MT4の新規の指値注文と逆指値注文の使い方

MT4でトレードを始めると、注文の出し方でつまずく方が多いのではないでしょうか。

ワンクリック注文は簡単ですが、指値や逆指値となると、難しく感じてしまいますね。きちんと使いこなすには、意味を理解し、正しい操作方法を覚える必要があります。その上で、実践することが大事です。

まず、指値と逆指値には、新規注文と決済注文でやり方が異なります。

この記事では、新規注文での使い方について説明します。初心者の段階でしっかりと覚えておくと、その後の収益機会をおどろくほど増やすことができます。

特に、兼業トレーダーでチャートに張り付けない方は、指値と逆指値を使う機会が多くなりますね。参考にしてください。

1.指値と逆指値の意味

最初に、指値と逆指値の使い方を説明しますが、FXにおける指値と逆指値の意味を理解しておきましょう。上述のように、ここでは新規注文(エントリー時)でのやり方です。決済注文(イグジット時)の指値と逆指値は使い方が違います。分けてとらえてくださいね。

1.1.指値は今よりも有利な価格

指値は、今よりも有利な価格で売買することです。

また、成行で出す注文ではなく、価格を指定して注文します。

  • 買いの場合:現値より安い価格で買う
  • 売りの場合:現値より高い価格で売る

買い、売りどちらの場合でも、現値より有利な価格ですね。

ドル円を買いたいとき、現値が110.00円だとすると、これより安い価格の109.80円や109.50円で買いポジションを持った方が有利です。
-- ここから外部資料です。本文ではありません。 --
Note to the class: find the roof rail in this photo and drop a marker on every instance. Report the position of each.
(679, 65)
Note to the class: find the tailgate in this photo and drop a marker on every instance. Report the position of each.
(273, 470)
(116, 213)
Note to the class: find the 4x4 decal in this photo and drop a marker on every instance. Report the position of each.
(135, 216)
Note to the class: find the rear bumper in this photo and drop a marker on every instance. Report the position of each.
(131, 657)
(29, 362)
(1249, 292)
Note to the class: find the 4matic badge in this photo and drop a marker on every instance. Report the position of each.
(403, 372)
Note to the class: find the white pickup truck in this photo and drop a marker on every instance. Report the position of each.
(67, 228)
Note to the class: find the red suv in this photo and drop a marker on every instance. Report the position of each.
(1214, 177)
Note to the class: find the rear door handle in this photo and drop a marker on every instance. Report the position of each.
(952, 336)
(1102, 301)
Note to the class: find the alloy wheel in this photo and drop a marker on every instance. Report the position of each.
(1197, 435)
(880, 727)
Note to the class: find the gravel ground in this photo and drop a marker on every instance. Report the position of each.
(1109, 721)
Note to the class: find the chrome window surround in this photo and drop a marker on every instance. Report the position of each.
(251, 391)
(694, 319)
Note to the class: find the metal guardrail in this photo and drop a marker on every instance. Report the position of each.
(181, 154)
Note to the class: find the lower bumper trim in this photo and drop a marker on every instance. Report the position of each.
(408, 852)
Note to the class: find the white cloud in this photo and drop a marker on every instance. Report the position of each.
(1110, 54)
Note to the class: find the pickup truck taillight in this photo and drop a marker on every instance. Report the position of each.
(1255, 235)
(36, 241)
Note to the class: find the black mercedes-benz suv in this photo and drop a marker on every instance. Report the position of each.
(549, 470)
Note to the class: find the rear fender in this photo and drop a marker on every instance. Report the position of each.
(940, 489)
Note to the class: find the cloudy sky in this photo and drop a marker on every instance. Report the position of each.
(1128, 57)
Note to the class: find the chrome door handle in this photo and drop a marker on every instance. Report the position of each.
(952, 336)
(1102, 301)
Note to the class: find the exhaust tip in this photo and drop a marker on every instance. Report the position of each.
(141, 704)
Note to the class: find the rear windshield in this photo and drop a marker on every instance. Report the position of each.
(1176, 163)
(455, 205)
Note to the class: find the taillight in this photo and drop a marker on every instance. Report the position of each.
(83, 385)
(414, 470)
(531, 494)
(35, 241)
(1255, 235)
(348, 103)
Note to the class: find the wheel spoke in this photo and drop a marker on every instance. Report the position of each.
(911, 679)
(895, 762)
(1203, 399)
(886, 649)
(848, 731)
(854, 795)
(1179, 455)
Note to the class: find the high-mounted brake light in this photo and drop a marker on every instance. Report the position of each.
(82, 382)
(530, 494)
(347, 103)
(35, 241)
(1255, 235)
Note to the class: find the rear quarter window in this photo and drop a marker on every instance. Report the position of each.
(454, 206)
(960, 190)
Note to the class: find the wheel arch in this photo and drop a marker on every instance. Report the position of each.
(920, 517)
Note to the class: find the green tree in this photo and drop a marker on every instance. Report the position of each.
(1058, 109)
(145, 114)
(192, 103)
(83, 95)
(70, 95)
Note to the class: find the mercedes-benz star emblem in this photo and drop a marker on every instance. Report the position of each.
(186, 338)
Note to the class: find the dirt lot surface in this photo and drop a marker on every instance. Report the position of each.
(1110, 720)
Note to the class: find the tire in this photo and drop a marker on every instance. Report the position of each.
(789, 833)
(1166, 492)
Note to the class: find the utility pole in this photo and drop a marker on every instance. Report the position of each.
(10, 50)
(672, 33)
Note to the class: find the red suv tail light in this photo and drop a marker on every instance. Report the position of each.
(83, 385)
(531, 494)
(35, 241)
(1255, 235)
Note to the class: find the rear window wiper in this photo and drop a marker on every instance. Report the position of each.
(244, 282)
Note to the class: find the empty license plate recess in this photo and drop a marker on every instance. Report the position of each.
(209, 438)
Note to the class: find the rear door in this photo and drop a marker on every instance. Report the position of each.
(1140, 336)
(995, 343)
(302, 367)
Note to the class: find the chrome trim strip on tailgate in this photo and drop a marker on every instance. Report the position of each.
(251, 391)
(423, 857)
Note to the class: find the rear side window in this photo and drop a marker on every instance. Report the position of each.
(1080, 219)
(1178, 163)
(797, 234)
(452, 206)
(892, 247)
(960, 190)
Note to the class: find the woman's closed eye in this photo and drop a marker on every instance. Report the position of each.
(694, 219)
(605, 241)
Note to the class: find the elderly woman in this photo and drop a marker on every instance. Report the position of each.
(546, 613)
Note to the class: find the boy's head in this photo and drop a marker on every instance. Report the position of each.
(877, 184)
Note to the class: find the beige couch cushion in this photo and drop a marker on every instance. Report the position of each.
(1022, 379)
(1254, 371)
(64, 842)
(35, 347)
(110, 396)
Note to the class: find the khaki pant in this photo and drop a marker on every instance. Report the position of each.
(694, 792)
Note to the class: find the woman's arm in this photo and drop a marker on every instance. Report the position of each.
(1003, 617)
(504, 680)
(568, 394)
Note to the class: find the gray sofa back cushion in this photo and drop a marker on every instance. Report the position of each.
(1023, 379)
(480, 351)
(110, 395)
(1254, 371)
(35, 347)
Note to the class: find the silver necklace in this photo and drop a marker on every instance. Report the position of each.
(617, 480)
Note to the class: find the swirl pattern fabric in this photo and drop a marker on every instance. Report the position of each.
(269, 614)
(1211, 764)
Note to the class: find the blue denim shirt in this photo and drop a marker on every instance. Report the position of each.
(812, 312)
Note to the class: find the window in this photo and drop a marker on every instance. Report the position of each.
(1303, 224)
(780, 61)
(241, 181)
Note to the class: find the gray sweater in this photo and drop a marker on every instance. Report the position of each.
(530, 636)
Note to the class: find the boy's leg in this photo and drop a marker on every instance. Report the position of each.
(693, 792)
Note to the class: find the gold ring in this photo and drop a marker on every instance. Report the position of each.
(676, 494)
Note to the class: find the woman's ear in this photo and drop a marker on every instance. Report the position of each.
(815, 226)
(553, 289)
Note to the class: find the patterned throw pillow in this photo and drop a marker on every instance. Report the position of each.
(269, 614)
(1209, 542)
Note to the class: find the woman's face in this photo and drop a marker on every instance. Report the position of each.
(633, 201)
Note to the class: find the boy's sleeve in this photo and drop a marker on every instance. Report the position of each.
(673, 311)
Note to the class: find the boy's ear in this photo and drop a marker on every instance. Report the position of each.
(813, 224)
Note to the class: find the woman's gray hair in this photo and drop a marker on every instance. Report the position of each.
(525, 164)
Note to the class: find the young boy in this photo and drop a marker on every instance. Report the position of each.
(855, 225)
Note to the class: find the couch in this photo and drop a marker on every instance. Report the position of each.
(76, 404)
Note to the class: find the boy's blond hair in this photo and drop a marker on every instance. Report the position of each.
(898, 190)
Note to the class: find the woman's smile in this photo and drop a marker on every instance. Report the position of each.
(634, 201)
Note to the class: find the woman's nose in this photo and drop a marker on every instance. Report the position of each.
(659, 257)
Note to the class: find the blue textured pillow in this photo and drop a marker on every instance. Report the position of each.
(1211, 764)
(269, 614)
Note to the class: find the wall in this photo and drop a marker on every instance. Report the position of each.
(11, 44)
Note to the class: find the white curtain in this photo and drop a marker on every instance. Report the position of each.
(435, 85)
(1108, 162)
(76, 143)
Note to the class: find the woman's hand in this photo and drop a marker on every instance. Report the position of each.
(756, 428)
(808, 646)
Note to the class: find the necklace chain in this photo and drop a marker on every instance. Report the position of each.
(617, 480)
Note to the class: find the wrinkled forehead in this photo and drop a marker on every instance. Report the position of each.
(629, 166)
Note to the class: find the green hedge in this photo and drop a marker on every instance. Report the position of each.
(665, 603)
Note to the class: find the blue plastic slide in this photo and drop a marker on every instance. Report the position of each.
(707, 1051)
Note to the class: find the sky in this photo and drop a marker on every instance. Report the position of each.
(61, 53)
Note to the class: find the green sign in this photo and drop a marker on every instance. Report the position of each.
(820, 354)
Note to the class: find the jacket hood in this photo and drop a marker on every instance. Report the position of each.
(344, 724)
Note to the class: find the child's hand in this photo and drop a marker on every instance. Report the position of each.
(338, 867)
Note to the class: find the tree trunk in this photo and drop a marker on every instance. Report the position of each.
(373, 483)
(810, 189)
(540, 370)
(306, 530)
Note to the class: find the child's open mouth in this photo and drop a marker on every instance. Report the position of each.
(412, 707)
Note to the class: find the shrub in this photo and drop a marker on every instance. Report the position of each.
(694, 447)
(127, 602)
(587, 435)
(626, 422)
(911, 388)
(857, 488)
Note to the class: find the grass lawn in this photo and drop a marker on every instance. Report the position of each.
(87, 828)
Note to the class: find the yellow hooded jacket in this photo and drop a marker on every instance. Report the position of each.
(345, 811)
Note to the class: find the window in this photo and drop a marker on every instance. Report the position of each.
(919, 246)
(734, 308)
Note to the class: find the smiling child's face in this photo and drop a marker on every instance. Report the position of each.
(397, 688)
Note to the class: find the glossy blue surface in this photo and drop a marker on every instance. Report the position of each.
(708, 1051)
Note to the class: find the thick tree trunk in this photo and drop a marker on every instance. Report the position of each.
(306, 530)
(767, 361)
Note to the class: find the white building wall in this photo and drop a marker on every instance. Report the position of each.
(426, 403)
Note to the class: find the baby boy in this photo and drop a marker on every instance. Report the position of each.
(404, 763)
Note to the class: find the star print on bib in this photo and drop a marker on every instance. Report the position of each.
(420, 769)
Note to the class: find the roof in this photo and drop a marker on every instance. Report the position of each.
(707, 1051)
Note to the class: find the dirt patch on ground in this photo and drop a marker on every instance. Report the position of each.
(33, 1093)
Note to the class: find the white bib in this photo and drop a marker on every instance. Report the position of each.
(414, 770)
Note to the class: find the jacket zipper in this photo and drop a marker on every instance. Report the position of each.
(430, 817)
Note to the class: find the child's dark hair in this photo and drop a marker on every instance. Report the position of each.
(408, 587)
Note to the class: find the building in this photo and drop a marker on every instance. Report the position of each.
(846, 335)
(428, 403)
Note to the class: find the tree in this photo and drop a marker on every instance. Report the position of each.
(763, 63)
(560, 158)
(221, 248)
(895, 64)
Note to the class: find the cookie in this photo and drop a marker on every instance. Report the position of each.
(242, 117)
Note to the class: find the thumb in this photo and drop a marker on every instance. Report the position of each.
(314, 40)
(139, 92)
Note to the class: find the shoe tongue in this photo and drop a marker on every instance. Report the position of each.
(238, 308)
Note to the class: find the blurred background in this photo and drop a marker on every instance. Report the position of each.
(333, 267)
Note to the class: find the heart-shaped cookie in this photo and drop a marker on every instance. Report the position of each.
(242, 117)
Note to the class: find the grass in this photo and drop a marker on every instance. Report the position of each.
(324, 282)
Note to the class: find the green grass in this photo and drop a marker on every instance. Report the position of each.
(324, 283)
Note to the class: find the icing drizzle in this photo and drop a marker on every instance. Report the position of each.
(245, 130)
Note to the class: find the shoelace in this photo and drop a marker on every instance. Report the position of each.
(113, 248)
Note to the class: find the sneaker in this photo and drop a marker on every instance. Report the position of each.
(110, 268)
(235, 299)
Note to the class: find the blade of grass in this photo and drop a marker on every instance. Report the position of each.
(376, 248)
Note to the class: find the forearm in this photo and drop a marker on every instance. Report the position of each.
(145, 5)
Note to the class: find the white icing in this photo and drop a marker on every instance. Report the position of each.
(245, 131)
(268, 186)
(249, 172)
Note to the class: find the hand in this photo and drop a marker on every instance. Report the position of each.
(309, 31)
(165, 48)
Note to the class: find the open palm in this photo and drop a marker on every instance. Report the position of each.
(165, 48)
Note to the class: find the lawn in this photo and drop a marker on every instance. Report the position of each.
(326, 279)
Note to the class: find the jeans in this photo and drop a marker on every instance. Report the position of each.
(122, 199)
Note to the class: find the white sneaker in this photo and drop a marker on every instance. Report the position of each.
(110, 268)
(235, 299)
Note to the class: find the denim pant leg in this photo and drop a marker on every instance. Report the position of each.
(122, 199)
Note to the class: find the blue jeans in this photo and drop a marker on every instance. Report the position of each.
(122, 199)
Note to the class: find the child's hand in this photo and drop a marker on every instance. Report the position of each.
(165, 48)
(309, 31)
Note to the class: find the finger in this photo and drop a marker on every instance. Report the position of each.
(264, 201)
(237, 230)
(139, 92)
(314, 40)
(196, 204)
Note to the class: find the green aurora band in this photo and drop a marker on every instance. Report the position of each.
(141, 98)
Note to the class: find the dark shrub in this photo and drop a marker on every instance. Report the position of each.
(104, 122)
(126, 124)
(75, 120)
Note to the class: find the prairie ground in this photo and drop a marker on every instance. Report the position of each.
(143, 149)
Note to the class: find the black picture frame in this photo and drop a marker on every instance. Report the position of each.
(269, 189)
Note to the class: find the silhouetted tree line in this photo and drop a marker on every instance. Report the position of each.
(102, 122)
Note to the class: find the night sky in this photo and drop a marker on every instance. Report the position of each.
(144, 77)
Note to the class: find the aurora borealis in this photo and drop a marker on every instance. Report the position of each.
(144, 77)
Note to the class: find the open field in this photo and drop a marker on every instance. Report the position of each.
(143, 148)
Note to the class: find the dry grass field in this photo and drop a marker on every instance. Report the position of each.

今より安く買って高く売る、という投資の基本を考えればお分かりいただけると思います。

売りの場合は、その逆になります。110.00円よりも高い、110.20円や110.50円で売りポジションを持った方が、有利になりますね。高い価格で売って安く買い戻す、ということです。

1.2.逆指値は今よりも不利な価格

逆指値は、指値と逆で現値より不利な価格で売買することです。

ちょっとピンとこないかもしれませんね。次にようにイメージしてください。

買いの場合:現値より高い価格で買いポジションを持つ

売りの場合:現値より安い価格で売りポジションを持つ

たとえば、現値が110.00円だとすると、それよりも高い110.20円や110.50円になったら買いポジションを持つ、という注文を出すことです。売りの場合、110.00円よりも安い109.80円や109.50円まで下げてきたら、売りポジションを持つことを言います。どちらも、現値よりも不利な価格ですよね。

不利な価格というと、トレードで逆指値注文を使うのは良くない、と感じるかもしれません。

しかし、実際のトレードは、悪いことではなく、むしろ良い使い方です。買いの逆指値だと、上昇トレンドが発生し、上げ始めたらポジションを持ってそのトレンドに乗っていくイメージです。上昇している通貨ペアに買いでエントリーするのは、トレンドフォローの基本ですよね。有利、不利というのは、指値と逆指値の注文方法の違いを明確にするためだとお考えください。

2.MT4で使う3つの新規注文方法

では、MT4で指値と逆指値の使い方を見ていきます。

上述のように、ここでは新規注文のやり方です。新規の場合、必ず下図の「オーダーの発注」画面から行ないます。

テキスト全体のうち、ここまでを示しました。